The amount of hardening agent included in the detergent composition will vary according to factors including, but not limited to: the type of detergent composition being prepared, the ingredients of the detergent composition, the intended use of the detergent composition, the quantity of dispensing solution applied to the solid detergent composition over time during use, the temperature of the dispensing solution, the hardness of the dispensing solution, the physical size of the detergent composition, the concentration of the other ingredients, and the concentration of the cleaning agent in the detergent composition. It is preferred that the amount of the hardening agent included in the detergent composition is effective to combine with the cleaning agent and other ingredients of the detergent composition to form a homogeneous mixture under continuous mixing conditions and a temperature at or below the melting temperature of the hardening agent.
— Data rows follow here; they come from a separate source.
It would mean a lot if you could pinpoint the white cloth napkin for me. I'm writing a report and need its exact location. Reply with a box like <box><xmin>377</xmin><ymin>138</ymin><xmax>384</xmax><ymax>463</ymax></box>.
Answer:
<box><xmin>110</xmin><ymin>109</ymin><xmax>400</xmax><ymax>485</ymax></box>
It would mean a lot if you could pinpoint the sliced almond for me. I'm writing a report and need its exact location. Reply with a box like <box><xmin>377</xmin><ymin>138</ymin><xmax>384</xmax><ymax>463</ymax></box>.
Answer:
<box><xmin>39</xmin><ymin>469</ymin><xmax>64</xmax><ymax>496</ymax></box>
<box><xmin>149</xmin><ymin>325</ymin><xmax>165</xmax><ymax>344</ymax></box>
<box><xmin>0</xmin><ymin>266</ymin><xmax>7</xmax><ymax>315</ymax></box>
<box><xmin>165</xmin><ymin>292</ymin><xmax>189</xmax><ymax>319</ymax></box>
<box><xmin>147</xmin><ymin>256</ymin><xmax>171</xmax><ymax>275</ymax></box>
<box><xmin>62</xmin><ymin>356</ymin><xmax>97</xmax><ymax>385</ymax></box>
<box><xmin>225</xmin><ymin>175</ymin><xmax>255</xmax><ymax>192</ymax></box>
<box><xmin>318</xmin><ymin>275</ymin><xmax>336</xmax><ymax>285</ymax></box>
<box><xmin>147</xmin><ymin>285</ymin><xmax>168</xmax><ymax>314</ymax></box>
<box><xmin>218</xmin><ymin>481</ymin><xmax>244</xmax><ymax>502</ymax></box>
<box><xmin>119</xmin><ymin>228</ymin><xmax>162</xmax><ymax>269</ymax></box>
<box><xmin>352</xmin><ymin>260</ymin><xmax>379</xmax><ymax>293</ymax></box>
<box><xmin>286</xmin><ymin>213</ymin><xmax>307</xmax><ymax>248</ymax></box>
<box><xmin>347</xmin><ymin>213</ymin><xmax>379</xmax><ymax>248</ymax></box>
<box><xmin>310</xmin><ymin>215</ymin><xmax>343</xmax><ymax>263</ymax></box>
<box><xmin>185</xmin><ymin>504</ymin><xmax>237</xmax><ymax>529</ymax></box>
It is also preferred that the hardening agent form a matrix with the cleaning agent and other ingredients which will harden to a solid form under ambient temperatures of approximately 30° C. to approximately 50° C., particularly approximately 35° C. to approximately 45° C., after mixing ceases and the mixture is dispensed from the mixing system, within approximately 1 minute to approximately 3 hours, particularly approximately 2 minutes to approximately 2 hours, and particularly approximately 5 minutes to approximately 1 hour. A minimal amount of heat from an external source may be applied to the mixture to facilitate processing of the mixture. It is preferred that the amount of the hardening agent included in the detergent composition is effective to provide a desired hardness and desired rate of controlled solubility of the processed composition when placed in an aqueous medium to achieve a desired rate of dispensing the cleaning agent from the solidified composition during use.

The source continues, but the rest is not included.